Wie auch immer: Ich kann verstehen, dass Pop auch nach Jahren nichts von seiner Anziehungskraft verliert. Warum sollte er auch. Pop glänzt, strahlt, ist so eine Art heiliger Gral. Transportiert alles, was man ihm aufladen will. Ich hab auch kein Problem damit, dass Kids Lady Gaga gut finden, die ist mir als Role Model gefühlte 6 Milliarden Mal lieber als eine Mariah Carey oder eine Celine Dion. Gut, ich glaube nicht, dass die jemals als Role Model in Frage kam, aber man muss ja auch ein bisschen zuspitzen. Mir ist die auch lieber als Christina Aguilera. Und als Madonna(heute). Ich finde eh, es sollte sich eine neue Schreibweise etablieren. Wenn man von Madonna spricht, sollte man immer schreiben Madonna(heute) oder eben Madonna(damals), das ist nämlich ein eklatanter Unterschied. Damals: Ein pfiffiges Pop-Produkt, ebenso sexy, wie hookig, wie innovativ, wie genial. Heute: Ein altes Pop-Produkt, ebenso alt, wie alt, wie alt, wie alt. „Geh von der Bühne runter, alte Frau mit viel zu trainierten Oberarmen, hier kommt deine Ablösung!“, ist zumindest der Satz, den ich mir immer von Lady Gaga zu Madonna(heute) rufend vorstelle. Ob sie wirklich eine Ablösung ist? Keine Ahnung. Wäre ich Wahrsager, wäre ich in der Musikindustrie. Oder nee, lieber doch nicht. Dann wäre ja Dieter Gorny mein Sprachrohr.
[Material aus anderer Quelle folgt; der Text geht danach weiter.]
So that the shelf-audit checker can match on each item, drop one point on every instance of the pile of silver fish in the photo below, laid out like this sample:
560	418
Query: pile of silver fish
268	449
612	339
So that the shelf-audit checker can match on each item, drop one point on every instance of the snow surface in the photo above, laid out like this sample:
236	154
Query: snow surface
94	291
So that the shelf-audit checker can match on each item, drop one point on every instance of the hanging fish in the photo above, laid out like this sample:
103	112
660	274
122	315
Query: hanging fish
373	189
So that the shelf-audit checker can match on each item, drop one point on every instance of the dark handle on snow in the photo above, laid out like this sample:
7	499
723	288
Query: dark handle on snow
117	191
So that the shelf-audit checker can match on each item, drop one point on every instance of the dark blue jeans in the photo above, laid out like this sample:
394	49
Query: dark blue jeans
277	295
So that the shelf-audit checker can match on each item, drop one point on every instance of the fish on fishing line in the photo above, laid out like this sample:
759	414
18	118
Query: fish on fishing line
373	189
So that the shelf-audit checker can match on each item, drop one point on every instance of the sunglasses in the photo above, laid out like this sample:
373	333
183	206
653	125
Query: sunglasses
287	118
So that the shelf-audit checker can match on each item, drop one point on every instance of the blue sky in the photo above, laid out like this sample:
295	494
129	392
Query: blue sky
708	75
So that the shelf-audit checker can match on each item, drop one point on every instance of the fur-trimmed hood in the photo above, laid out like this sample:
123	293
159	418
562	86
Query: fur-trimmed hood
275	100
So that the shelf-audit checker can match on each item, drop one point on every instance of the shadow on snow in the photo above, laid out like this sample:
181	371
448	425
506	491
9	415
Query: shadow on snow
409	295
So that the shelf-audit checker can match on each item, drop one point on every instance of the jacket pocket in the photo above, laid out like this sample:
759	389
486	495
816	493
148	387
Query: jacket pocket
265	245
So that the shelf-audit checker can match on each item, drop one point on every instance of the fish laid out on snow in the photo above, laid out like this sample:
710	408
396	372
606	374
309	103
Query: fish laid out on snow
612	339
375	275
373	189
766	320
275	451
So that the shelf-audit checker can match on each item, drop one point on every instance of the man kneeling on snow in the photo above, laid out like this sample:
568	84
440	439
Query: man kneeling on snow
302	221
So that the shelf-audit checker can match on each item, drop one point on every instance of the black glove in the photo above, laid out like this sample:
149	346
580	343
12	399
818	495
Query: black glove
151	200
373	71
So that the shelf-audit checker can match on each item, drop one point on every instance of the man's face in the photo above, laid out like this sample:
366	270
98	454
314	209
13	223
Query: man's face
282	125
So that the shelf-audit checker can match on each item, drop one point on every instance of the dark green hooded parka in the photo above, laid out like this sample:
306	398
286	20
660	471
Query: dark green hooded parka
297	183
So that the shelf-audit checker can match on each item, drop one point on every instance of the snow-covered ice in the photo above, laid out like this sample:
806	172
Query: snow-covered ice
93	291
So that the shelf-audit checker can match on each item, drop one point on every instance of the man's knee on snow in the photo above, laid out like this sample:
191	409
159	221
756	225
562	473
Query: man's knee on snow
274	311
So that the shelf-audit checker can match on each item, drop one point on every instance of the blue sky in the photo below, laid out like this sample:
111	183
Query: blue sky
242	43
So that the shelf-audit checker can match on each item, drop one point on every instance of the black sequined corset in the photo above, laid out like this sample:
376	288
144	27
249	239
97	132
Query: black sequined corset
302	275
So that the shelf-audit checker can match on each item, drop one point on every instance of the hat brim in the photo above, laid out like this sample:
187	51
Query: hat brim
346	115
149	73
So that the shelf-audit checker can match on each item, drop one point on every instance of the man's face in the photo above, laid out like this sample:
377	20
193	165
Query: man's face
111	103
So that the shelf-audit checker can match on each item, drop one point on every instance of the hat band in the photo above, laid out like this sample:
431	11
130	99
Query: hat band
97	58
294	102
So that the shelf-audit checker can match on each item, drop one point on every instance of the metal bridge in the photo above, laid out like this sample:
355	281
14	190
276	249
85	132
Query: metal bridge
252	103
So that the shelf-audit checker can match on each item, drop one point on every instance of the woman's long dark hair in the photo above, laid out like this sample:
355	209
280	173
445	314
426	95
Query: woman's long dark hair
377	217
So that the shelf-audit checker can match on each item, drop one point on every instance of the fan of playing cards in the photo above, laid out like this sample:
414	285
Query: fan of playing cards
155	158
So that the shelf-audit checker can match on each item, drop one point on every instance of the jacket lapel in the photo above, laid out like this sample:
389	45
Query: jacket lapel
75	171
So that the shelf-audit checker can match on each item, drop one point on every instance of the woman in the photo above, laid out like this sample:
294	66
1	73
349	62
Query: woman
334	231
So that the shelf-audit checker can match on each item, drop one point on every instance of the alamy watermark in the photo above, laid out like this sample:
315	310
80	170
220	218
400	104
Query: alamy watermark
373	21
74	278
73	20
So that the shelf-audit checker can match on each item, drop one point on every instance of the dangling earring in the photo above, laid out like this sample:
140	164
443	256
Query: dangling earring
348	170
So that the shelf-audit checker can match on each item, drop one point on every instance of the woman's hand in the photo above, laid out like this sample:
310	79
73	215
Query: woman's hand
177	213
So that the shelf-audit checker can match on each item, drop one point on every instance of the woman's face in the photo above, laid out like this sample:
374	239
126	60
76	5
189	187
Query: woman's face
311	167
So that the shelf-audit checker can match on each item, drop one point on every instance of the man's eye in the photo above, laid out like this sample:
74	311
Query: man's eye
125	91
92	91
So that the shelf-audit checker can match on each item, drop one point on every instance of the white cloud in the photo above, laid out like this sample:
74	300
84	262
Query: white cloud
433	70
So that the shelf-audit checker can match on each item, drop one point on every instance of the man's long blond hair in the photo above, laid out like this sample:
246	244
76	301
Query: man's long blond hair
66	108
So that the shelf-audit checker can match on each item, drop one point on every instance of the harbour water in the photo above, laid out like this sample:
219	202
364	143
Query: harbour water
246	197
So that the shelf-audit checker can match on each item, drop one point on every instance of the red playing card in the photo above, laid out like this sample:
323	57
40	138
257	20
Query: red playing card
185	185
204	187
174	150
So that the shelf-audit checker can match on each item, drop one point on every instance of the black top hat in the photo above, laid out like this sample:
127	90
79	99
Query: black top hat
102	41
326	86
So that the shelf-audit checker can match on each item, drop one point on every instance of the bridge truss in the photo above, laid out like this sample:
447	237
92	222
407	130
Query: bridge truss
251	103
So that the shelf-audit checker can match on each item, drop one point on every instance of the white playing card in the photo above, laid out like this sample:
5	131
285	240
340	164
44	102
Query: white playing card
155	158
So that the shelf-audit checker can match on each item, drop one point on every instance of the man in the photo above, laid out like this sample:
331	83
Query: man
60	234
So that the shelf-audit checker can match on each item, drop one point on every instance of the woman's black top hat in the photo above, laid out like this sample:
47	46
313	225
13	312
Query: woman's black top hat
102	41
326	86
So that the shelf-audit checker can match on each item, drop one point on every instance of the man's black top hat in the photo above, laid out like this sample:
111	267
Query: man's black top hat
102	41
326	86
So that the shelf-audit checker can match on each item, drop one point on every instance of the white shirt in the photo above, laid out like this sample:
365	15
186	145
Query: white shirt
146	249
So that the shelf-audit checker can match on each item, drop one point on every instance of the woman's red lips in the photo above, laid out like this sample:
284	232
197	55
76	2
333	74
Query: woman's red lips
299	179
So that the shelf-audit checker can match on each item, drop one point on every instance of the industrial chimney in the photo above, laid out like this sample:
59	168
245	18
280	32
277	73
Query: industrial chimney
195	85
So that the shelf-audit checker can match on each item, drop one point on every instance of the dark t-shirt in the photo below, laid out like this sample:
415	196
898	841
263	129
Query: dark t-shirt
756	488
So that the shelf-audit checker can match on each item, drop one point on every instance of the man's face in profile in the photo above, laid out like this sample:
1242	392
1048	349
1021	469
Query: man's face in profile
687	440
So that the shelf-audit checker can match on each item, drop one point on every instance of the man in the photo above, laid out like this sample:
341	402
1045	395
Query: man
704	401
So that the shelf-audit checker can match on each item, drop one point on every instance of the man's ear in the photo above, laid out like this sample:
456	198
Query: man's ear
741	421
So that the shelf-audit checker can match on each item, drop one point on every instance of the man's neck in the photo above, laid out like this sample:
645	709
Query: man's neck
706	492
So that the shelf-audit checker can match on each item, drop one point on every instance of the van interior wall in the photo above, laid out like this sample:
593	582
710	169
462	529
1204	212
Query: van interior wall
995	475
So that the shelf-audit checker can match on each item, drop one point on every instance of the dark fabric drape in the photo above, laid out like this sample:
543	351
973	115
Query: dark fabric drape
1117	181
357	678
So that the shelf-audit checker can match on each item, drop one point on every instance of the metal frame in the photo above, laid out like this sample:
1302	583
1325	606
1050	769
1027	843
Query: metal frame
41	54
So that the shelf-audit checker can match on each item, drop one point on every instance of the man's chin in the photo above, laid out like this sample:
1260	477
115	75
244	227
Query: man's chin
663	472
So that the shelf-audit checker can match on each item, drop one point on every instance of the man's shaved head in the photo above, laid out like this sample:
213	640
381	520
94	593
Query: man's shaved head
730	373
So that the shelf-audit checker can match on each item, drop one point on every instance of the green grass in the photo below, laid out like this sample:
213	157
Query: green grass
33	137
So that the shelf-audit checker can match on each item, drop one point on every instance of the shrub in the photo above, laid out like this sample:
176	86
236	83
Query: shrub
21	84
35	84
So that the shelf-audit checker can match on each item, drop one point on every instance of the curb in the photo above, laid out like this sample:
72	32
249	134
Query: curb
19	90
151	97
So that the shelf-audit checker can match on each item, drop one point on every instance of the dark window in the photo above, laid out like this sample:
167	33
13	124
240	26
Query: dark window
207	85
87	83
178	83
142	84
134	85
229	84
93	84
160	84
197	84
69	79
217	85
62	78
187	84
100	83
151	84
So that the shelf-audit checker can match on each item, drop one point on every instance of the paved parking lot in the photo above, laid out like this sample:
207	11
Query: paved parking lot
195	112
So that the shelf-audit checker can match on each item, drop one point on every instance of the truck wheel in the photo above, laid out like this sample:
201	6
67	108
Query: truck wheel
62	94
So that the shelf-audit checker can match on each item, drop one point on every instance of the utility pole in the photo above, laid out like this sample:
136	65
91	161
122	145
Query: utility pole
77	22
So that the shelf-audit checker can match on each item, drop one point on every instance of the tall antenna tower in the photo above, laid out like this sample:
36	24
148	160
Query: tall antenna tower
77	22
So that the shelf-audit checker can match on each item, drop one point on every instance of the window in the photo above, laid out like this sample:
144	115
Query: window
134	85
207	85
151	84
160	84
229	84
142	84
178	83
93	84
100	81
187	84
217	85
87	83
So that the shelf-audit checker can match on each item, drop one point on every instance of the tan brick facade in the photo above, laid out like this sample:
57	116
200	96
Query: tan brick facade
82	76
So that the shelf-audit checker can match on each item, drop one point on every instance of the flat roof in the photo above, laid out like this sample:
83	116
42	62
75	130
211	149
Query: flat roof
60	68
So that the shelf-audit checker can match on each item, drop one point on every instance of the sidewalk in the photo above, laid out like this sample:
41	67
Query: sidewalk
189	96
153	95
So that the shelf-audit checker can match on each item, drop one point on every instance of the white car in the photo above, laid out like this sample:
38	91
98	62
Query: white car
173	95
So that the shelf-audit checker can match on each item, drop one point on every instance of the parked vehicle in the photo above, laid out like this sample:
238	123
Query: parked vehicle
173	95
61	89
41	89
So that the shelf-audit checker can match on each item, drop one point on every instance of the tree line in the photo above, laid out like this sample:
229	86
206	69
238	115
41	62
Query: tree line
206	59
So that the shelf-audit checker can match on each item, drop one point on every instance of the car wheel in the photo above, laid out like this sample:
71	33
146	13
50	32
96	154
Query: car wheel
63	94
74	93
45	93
Wie gesagt: Das kommt alles noch in den Ordner, auf den ich mit Edding fett „Verstehe ich“ geschrieben habe. Aber daneben steht einer, da war früher vielleicht mal ein Blatt drin, aber der hat sich über die letzten Jahre beständig mit Notizen gefüllt. Und da steht eben fett „Verstehe ich nicht“ drauf, dreimal unterstrichen.
Auf einem Blatt steht einfach nur dick geschrieben: Slam Poetry. Ich gebe zu, anfangs eine gewisse Faszination für das Thema gehabt zu haben. Ich fand diesen „unverkrampften Umgang mit unserer Sprache“ (das schreiben Feuilletonisten doch immer so, wenn die über Slam Poetry schreiben, oder?) ganz spannend und originell. Dann hab ich mir das ein bisschen mehr angeguckt und gehört und mittlerweile muss ich ihnen zurufen: Okay! Es ist gut! Ich glaube wir haben jetzt alle Alliterationen, die das Alphabet anbietet, durch! Geht weiter oder hört auf, aber das muss ich nicht mehr haben. Überhaupt: Dieses gestresst durch einen Text hetzen, nur um zu zeigen, dass man gestresst durch einen Text hetzen kann, das kann ich nicht mehr hören. Das bleibt dann auch inhaltlich immer gleich. Mal ein bisschen Politik, am besten gewürzt mit einer Prise Alltagsbeobachtungen, wie die Oma, die in den Bus steigt (Oma Ornella ordnet obsolete Obuli offensichtlich obrigkeitshörig ornithologisch. Oder so.), fertig ist der Gewinnertext des Lübecker Lokal-Slams, der dann auch bei den Niedersächsischen Meisterschaften antreten darf. Vereinsmeierei trifft den Wunsch nach Literatur. Und das am besten kneipenkompatibel. Nein, nicht mit mir. Da habe ich vermutlich über die Jahre einen eher inhaltlichen Anspruch entwickelt, der meiner Begeisterung für Slams diametral entgegen gesetzt verläuft.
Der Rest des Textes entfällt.